Since November 2015, the Scalingo CLI has provided container resource usage in real time. Sometimes you have to dig deeper to truly understand the behaviours of your app. You need to see the evolution of these values to make sense out of them. That’s why we’ve been working on a new metrics view for the Scalingo Dashboard.
The metrics view is accessible from the Scalingo dashboard just underneath the Containers section. This page contains two main parts: application graphs and containers graphs. You can adjust the viewing period to 3h, 12h, 24h, 48h and 72h in the past. We try to autodetect your timezone from your browser and you can still change it later if needed.
The application graph displays global data that are not container specific: events and routing metrics.
The events graph is here to show you all the events that happened during the viewing period. This can help you link an application behaviour with events that happened on the platform, e.g. spot a deployment that contains a memory leak or follow your application behaviour after a scale up (or down).
A lot of events are available on your application timeline but we think that only a few are relevant on the metrics view:
- Restart event
- Deploy event
- Scale event
We’ll add new event types in the coming weeks (you’ll find the complete list of events in our developer documentation).
The router chart is here to show you how many requests your application gets per minute. It displays you two different kinds of data. The first one is the number of requests per minute, the famous RPM , and the second one is the number of server error responses generated by your application (HTTP responses in the 500 range).
Note: 504 errors can be generated by our proxy if your application takes more than 30 seconds to respond. More information is available in the routing documentation.
The container graphs use the container types defined in your procfile.
For each of your container type, two charts are shown. The first one shows the CPU usage and the second one the Memory and SWAP usage of this type of container. For the memory chart, we stack your memory usage (in blue) and your SWAP usage (in red). That way you can easily see the total memory usage of your application.
Protip: Is your application slow? Check your swap usage! If your app swaps a lot it will significantly alter your application performance. You’d better reduce your memory usage or use a bigger container size.
Note: The swap line is only shown if the swap usage exceeds 2% of your container memory limit.
If you have more than one container of a specific type, these graphs will show the mean CPU usage / Memory consumption of all your containers of the same type.
If you have more than one container of a type defined in your procfile, you’ll be able to access a detail view of your container. The graphs are exactly the same except that they are now per container (and not per container type). It will help you spot a bugged container and therefore simplify the debugging process.
Like every other feature, metrics are fully integrated in our API. The endpoint to access the data is documented here.
Metrics are collected every minute. However to prevent high resource usage of our metrics stack, the API will send you 300 points max per graph. To have the minute precision, your viewing period should not exceed 300 minutes.
How does it work?
Data comes from two different data sources. The first one is the Scalingo frontend servers (3). Since the beginning, Scalingo uses Nginx to proxy and balance requests to the application containers.

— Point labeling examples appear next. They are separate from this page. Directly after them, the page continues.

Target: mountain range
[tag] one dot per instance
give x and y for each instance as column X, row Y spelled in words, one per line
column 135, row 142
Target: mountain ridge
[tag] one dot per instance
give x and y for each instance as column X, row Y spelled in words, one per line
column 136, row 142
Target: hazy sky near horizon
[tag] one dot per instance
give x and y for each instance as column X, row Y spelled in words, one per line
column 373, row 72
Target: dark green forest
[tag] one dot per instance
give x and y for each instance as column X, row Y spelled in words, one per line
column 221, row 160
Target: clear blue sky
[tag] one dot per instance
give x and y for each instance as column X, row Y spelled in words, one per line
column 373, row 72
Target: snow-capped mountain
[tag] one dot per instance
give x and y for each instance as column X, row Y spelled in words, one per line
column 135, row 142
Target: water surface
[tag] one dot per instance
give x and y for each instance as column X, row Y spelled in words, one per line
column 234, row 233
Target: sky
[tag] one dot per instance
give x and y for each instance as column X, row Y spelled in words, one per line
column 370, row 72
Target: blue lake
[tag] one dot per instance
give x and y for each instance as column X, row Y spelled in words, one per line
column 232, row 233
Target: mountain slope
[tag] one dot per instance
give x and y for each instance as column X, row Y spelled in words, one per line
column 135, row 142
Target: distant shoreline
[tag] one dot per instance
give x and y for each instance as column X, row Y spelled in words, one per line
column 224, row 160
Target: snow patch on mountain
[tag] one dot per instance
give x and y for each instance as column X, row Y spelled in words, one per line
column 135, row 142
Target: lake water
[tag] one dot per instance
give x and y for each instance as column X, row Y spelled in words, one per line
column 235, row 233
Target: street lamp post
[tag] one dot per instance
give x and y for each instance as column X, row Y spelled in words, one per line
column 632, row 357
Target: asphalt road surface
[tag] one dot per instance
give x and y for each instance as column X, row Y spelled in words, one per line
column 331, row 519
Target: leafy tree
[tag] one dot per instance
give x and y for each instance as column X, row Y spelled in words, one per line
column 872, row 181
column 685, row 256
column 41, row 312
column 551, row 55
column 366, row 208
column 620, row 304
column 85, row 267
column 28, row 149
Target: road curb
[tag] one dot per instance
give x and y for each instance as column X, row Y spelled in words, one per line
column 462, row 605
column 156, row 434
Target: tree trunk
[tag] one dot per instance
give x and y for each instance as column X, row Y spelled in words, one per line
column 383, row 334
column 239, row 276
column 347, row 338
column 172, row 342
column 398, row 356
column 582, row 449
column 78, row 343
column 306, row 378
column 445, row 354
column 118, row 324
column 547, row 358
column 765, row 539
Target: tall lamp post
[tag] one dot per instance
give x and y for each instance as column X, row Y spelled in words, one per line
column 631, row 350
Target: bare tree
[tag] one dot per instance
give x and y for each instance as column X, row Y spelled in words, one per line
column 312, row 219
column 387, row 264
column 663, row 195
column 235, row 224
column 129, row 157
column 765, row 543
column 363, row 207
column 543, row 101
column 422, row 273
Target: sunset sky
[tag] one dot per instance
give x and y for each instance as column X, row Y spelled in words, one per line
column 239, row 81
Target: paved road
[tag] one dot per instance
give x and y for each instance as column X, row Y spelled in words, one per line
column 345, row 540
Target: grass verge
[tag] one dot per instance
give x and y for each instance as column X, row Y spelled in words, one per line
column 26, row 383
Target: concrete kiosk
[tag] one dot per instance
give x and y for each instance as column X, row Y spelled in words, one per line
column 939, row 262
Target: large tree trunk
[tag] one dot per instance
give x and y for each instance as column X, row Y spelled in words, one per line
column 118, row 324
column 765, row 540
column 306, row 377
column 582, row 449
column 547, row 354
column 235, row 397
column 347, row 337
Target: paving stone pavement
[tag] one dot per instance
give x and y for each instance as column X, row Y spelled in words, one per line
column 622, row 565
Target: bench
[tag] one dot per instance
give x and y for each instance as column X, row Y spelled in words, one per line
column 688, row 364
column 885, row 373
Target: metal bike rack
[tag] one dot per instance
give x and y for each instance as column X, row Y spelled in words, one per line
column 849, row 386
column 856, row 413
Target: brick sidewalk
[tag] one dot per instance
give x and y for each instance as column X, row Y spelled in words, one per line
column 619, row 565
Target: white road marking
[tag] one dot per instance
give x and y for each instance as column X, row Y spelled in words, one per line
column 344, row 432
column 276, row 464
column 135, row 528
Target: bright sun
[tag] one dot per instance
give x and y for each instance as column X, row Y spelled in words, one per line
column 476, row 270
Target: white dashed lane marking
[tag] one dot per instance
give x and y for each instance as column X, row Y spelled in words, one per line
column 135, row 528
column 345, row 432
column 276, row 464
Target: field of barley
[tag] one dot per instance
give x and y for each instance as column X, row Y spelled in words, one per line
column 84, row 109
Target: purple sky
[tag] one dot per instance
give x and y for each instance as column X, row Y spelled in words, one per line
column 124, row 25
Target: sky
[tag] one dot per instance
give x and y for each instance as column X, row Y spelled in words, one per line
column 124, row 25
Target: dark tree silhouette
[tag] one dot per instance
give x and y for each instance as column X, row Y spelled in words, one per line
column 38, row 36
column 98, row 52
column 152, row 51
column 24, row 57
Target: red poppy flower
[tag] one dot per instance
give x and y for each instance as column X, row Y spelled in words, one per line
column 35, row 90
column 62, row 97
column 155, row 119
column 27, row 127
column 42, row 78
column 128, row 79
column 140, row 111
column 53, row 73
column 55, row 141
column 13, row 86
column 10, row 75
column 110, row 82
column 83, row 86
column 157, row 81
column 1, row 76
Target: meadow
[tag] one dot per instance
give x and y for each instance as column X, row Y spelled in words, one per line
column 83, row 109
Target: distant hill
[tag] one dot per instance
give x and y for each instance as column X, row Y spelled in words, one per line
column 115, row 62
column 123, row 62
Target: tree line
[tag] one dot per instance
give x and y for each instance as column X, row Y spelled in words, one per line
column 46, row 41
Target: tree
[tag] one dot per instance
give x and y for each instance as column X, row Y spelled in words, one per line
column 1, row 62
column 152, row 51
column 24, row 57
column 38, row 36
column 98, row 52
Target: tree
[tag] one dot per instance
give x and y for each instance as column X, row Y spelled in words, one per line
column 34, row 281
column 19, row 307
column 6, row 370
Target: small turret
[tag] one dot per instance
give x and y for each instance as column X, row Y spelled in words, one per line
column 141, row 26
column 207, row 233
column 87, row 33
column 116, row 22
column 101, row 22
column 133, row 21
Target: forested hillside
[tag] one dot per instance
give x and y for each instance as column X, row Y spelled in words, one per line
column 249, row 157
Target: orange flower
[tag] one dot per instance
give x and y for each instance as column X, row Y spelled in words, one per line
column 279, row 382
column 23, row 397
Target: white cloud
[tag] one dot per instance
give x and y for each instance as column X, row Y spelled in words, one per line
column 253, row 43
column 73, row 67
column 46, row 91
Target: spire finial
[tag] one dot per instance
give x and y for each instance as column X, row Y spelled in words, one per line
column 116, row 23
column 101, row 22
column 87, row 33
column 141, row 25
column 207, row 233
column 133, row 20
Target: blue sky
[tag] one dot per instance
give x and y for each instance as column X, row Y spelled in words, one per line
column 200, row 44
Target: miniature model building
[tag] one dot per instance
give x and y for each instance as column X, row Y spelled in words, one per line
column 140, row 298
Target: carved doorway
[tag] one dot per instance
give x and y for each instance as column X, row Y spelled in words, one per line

In order to collect and store request informations, we use the NGINX Lua Module which let us intercept many Nginx events and run Lua code. Of course, we kept in mind that this code will be run for each request sent to our platform so the code must run as fast as possible and the codebase must be as little as possible. That’s why the Nginx bindings only send raw data to a Redis server which is used as a buffer. Every minute our router metrics aggregator (6) will collect data in the Redis buffer, aggregate them and send them to our metrics storage adapter (5).
The second data source is the application containers. To get the resource consumption of the containers we use our in house solution called Acadock which was introduced in an older blog post. Once per minute these data are collected on each node by our container metrics aggregator (4) and sent to our metrics storage adapter.
We rely on InfluxDB as a backend to store all metrics data. In order to be independent of this backend we implemented an intermediate service called Metrics Storage Adapter that translates internal API calls to InfluxDB queries. This layer speaks JSON and provides a standard protocol to access and retrieve metrics data.
By the way, we’re very happy with InfluxDB. It perfectly suits our needs and proved to be very reliable. We did a POC (Proof of Concept) nearly 9 months ago between OpenTSDB, Prometheus and InfluxDB. Even if at the time Influx was not the most performant timeseries database, it has proven to improve very quickly.
Finaly, when your browser displays metrics graph, it calls our API (7). The request is proxied to our metrics storage adapter through an authenticated endpoint.
In the future
We already plan to improve a few things to this new Metrics component. For example, we’ll soon add real time updates, response time graphs and an alerting mechanism (the ability to trigger notifications when your containers reach a certain value).
Plus, since we use InfluxDB as an internal product, why not make it available to all our customers as an add-on?